I had dd in with me for the first few nights, and gave pain relief every four hours round the clock. She needed it, so woke anyway - others don't, it does vary.

Lots of DVDs, lots of TV, and sips of juice, esp. orange, it will burn. Do expect pain to get worse again after a few days (5-7 post op) as the scabs fall off (ugh, I know, but its good!) and don't ease off on pain meds till you're past that stage...she may have ear pain at the same time, thats normal. If she develops a fever, or bleeds, contact the ward or go back to A&E: its rare, but infection or small bleeds can happen.

Take a book to read to her post-op in hospital, even if its for an hour or two (dd was in HDU for a night, as she was so little and had a floppy larynx which made her high risk for anaesthesia) or a comic...though she may not feel like it, she might want distracting. Loads of kids are up and about within a v short time, but make sure she rests and doesn't do anything to active for a few days, while the wounds heal - helps minimize risk of bleeds/infection.

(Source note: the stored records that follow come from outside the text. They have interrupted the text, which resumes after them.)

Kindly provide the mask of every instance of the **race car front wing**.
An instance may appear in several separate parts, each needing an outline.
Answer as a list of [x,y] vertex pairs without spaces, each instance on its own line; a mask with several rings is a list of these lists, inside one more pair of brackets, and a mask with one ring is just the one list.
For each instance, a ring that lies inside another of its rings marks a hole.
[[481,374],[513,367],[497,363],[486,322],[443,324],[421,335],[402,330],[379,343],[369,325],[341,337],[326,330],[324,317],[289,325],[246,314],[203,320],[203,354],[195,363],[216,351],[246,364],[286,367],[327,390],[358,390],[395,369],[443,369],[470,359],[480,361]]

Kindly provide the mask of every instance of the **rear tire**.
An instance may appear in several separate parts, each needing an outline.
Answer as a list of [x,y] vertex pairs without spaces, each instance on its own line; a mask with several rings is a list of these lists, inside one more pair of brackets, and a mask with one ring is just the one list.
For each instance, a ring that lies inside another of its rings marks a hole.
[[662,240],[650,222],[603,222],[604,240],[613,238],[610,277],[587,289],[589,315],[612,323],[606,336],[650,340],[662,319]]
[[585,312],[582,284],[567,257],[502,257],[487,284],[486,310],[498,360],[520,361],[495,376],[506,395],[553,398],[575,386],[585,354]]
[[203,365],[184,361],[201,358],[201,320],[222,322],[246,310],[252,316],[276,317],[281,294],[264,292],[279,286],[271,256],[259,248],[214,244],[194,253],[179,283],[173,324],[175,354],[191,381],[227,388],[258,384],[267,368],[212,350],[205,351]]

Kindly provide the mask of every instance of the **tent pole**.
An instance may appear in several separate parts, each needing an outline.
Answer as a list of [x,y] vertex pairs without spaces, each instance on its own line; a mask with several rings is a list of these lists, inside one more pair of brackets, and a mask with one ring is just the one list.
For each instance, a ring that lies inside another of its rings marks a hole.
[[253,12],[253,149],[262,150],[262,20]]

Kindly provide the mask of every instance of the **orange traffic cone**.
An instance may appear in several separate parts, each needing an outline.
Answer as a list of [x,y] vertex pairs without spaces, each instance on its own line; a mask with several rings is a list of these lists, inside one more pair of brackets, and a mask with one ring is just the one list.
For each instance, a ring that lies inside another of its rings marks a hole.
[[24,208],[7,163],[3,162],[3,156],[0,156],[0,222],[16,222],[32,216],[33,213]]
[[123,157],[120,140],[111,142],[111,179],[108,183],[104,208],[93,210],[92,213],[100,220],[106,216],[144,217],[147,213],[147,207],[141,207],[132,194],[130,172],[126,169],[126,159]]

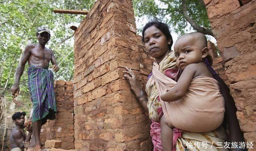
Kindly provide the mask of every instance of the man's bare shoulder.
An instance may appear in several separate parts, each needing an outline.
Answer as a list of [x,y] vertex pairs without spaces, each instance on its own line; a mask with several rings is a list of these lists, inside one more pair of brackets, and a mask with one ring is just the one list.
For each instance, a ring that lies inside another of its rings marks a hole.
[[14,138],[21,137],[22,137],[22,134],[23,133],[21,130],[14,128],[10,134],[10,137],[13,137]]
[[50,49],[50,48],[45,48],[45,50],[47,50],[47,51],[49,51],[50,52],[53,52],[53,51],[52,51],[52,49]]
[[32,49],[35,48],[36,46],[36,45],[29,43],[27,44],[25,47],[24,51],[28,52],[31,50]]
[[27,48],[34,48],[36,46],[36,45],[35,45],[32,43],[29,43],[26,46],[26,47]]

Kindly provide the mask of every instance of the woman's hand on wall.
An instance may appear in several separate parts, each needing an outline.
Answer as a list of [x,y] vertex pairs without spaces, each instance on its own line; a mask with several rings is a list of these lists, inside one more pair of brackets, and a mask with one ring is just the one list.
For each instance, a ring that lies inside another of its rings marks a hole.
[[129,80],[129,82],[131,85],[131,88],[134,92],[135,95],[138,96],[141,92],[141,88],[138,84],[135,75],[130,69],[127,67],[126,67],[125,69],[126,71],[123,71],[125,73],[124,77],[126,79]]

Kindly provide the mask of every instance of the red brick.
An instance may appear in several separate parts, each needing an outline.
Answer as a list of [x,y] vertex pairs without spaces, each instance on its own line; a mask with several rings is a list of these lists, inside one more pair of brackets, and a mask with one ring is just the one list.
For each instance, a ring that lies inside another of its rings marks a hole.
[[107,90],[105,87],[99,88],[92,92],[92,99],[94,99],[106,95],[106,94]]
[[64,80],[58,80],[56,81],[56,84],[57,85],[65,85],[66,81]]
[[45,142],[44,147],[46,148],[57,148],[61,147],[61,141],[57,140],[48,140]]
[[94,86],[94,82],[92,81],[88,83],[84,87],[83,92],[84,93],[85,93],[94,90],[95,88],[95,86]]
[[[218,3],[207,7],[208,17],[210,19],[215,16],[227,14],[240,8],[238,0],[220,0]],[[218,11],[216,11],[217,10]]]
[[223,59],[222,57],[219,57],[216,58],[213,58],[213,65],[215,65],[217,63],[220,63],[223,61]]

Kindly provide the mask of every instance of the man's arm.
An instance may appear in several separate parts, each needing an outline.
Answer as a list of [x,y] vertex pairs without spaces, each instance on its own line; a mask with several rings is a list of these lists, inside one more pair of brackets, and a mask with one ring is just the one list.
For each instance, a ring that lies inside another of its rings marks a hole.
[[21,75],[24,71],[25,65],[27,62],[29,56],[30,55],[30,50],[32,45],[31,44],[28,45],[25,48],[24,53],[21,56],[21,58],[20,61],[19,65],[17,68],[16,74],[15,75],[15,81],[12,87],[12,94],[14,96],[17,96],[19,94],[20,90],[20,79]]
[[161,99],[165,102],[173,102],[184,96],[196,73],[196,64],[188,65],[174,87],[161,95],[160,96]]
[[24,138],[22,136],[22,132],[20,130],[16,129],[12,133],[12,137],[17,146],[21,149],[24,148],[24,144],[22,143],[22,141],[24,141]]
[[54,72],[57,72],[60,69],[60,67],[58,65],[57,63],[57,61],[56,61],[56,59],[55,59],[55,57],[54,56],[54,54],[53,53],[53,51],[51,50],[52,51],[52,55],[51,57],[51,63],[52,65],[52,70]]

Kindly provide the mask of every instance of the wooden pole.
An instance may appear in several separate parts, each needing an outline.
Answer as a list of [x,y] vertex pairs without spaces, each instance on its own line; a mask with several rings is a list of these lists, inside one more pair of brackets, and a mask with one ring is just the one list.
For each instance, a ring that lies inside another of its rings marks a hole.
[[53,12],[56,13],[69,14],[80,14],[86,15],[89,12],[88,11],[84,11],[80,10],[60,10],[58,9],[54,9]]

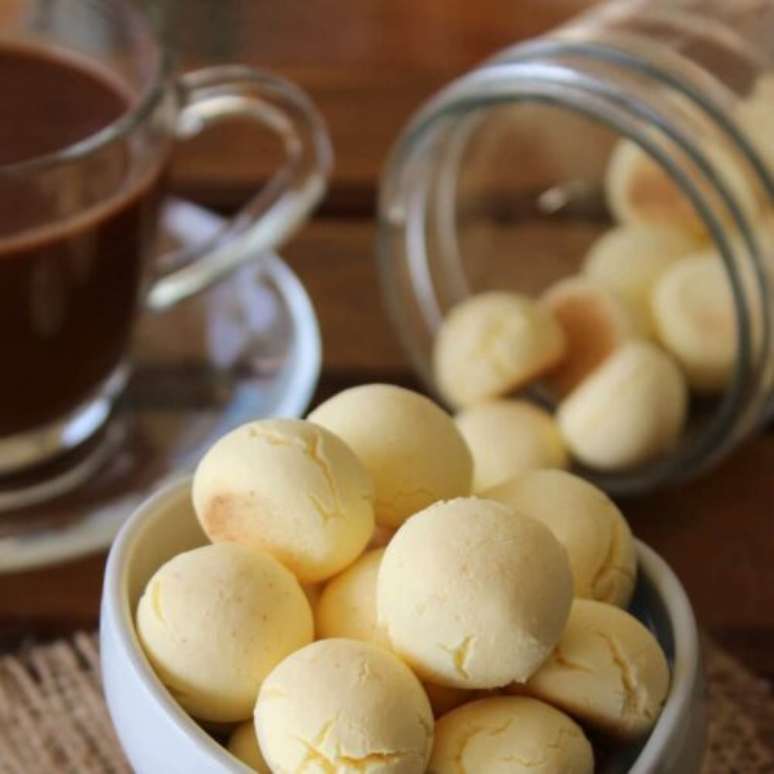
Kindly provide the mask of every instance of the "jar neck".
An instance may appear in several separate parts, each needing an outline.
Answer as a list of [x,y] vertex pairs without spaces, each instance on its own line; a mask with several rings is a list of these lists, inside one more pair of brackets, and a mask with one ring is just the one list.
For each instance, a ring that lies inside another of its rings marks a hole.
[[[395,261],[402,257],[409,263],[408,279],[401,281],[414,284],[418,301],[413,314],[430,330],[444,313],[438,282],[445,283],[452,297],[465,295],[450,220],[467,140],[488,108],[551,105],[612,130],[651,156],[691,203],[722,257],[734,298],[738,354],[732,382],[711,418],[678,453],[641,473],[600,481],[611,490],[637,491],[710,465],[761,421],[771,399],[774,310],[769,277],[774,259],[764,251],[757,224],[728,169],[708,149],[722,147],[767,206],[774,203],[774,181],[731,118],[733,98],[721,84],[646,39],[635,44],[629,37],[623,49],[612,45],[606,33],[595,38],[593,29],[508,49],[452,83],[416,116],[385,172],[381,264],[389,299],[390,286],[394,289],[397,281]],[[444,253],[442,280],[430,267],[431,250]],[[405,310],[393,317],[399,329],[408,324]],[[404,330],[403,339],[430,381],[427,358],[417,351],[412,334]]]

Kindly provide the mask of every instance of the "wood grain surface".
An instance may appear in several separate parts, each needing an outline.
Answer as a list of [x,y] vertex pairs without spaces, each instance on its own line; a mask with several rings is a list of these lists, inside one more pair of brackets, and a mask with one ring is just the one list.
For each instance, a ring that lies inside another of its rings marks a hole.
[[[320,318],[318,399],[366,380],[416,384],[382,309],[373,202],[390,143],[418,104],[494,50],[534,35],[581,0],[191,2],[177,16],[188,66],[247,61],[295,79],[320,105],[337,166],[320,216],[286,256]],[[224,152],[228,149],[228,153]],[[230,209],[265,176],[272,149],[245,127],[191,144],[175,188]],[[635,533],[674,567],[703,626],[774,676],[774,435],[744,444],[701,480],[622,502]],[[104,555],[0,576],[0,648],[93,627]]]

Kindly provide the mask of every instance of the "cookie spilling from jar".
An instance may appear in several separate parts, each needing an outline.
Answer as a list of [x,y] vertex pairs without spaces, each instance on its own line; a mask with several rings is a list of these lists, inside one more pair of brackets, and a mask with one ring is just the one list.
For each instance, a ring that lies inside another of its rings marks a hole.
[[[150,578],[137,633],[179,705],[259,772],[594,771],[641,740],[666,657],[626,611],[616,505],[561,465],[537,410],[505,453],[538,469],[474,494],[466,432],[399,387],[261,420],[199,463],[210,542]],[[510,417],[510,418],[509,418]],[[525,419],[526,418],[526,419]],[[541,467],[541,464],[545,463]]]
[[[760,124],[764,112],[771,122],[768,105],[756,92],[740,105],[740,121]],[[771,138],[758,139],[771,155]],[[722,148],[705,150],[770,252],[772,219],[752,178]],[[452,306],[435,333],[434,383],[459,412],[476,492],[541,465],[574,462],[607,474],[658,463],[693,432],[697,423],[689,422],[706,415],[707,398],[732,388],[740,341],[750,342],[747,359],[762,357],[761,279],[739,261],[732,281],[666,171],[621,140],[605,190],[616,225],[591,244],[577,274],[534,298],[474,294]],[[743,238],[724,226],[732,250],[744,252]],[[733,282],[746,312],[737,311]]]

Thats all the things to look out for, but honestly - you'll cope with it beautifully when it happens. Take it an hour at a time (like she will - kids are great at living in the moment!) and come back here to be reminded what a good mum you are for helping her improve her quality of life. Its made a huge difference to dd, am sure it will for yours smile

Bomper Thu 30-Jul-09 14:47:29

Thanks so much for all your helpful advice/links and words of encouragement. We went for a pre-operation assessment this afternoon which seems to have calmed Dd down a lot (which in turn has calmed me down too!!) She has been told that as long as she is eating and drinking she will be allowed home the same day, so she told me she will eat even if it's agony!!!!

Elibean Thu 30-Jul-09 21:22:37

Good smile

We felt better after the pre-op apt too - the nurse was lovely, and very informative. Good luck with the op, let us know how it all goes!